A relic from the thigh bone of St Bernadette will go on tour to every diocese of Britain in autumn this year. The Shrine of Lourdes offered to bring the relic, and the bishops of England and Wales accepted. And so, in a reversal of the normal order of things, the object of pilgrimage to the Pyrenees for so many people is coming here. Many people who would normally have visited Lourdes were deterred by the pandemic; now they need simply visit their nearest cathedral. This is a really welcome visit in what we hope will be post-pandemic Britain. 

The popularity of the shrine at Lourdes is extraordinary. It is of course associated with miracles of healing in the waters which sprang up where Bernadette dug in the ground at the instruction of the apparition. Yet there is more to its appeal than the recovery of the sick. There are replica Lourdes grottoes in parishes across the country – there is something about this particular apparition of the Virgin to a young peasant girl that captures the imagination. The words of the Virgin to Bernadette Soubirous – “I am the Immaculate Conception” – were mysterious to the young girl, but they helped cement a relatively new dogma of the church in the minds of many of the faithful. 

The tour of the relic will probably be scandalous or just weird to secularists, for whom the concept of relics is mildly distasteful; Catholic veneration for the body parts of the saints is incomprehensible to many non-Catholics, but it is a profoundly human impulse. It would be all to the good if the visit could make us think again about the sheer strangeness of the phenomenon of Lourdes. The image of the apparitions in the grotto at Lourdes is in a way misleading; it shows a mature woman appearing to a young girl.  

In fact, Bernadette told of a young girl, perhaps 12 years old, appearing to her as a dazzling white figure: someone more mysterious, less aloof than the statue appears. Bernadette was, as Fr Allan White writes in this issue, an utterly insignificant figure, who could not speak proper French but the local dialect, whose father had been in prison and who was about to start gathering wood and bones for burning when she saw the first apparition. There were 18 of them in total, all but one during Lent and Easter. And before Bernadette uncovered the spring, she first had to dig in the mud for its source – she was told to bathe in the spring, which did not yet exist. 

St Bernadette has become one of the best beloved Catholic saints and yet another, like the children of Fatima, from a lost group: poor rural peasants – a kind that has almost vanished from France – who had little schooling. Over the history of salvation, God has very often seemed entirely indifferent to our social, educational and intellectual distinctions – we have just celebrated the way that the angels in heaven announced the birth of Christ to shepherds with whom Bernadette might have been at home. If we are snobs, God plainly is not. And the apparitions of the Virgin to a little girl from this background was and remains a corrective to our scale of values. 
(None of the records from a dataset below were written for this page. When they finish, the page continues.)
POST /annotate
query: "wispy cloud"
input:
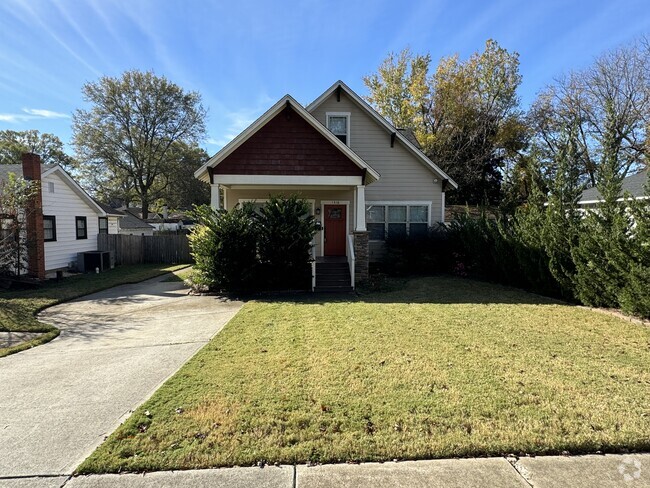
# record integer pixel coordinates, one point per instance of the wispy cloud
(32, 114)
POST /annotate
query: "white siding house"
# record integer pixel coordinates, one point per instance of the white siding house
(75, 218)
(365, 179)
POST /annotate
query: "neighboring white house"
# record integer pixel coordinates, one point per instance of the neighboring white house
(365, 179)
(633, 185)
(70, 218)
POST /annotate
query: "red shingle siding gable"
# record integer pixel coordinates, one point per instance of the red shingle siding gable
(288, 145)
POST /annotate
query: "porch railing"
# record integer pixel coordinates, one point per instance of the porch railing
(351, 258)
(313, 267)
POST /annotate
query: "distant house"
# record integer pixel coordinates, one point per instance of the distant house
(66, 219)
(131, 224)
(633, 185)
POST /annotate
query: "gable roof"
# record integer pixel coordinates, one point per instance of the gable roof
(634, 185)
(48, 169)
(287, 100)
(130, 221)
(385, 124)
(74, 186)
(109, 210)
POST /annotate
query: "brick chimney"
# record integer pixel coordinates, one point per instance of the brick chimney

The relics of the saints are profoundly valuable to us: they close the gap between then and now, between, in this case, the apparitions of 1858 and the radically different circumstances of 2021. St Bernadette’s thigh bone is a way of bringing us physically and spiritually close to the tangible reality of this saint, whose virtues were simplicity and obedience. 
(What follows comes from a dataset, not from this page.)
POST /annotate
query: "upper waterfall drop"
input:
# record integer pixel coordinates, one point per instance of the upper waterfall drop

Our age is not unique in being sceptical about both relics and belief in their efficacy, and the miracles of Lourdes. The shrine at Lourdes was not very old when the secularist novelist, Emile Zola, visited and treated everything he saw with corrosive scepticism in his subsequent book, which did in fact not do justice to the phenomenon he described. There have been miracles of healing at Lourdes, which Catholics attribute to the intercession of the Virgin and to the mercy of God, and secularists put down to, at best, the power of auto-suggestion. Yet the discarded crutches are there for visitors to see still – the lame walked, as Christ promised. 

We must hope that the relic of St Bernadette will be much visited, whether or not it effects miracles of healing. If it restores some hope and self-confidence to a rather battered Church, that in itself will be something of a miracle.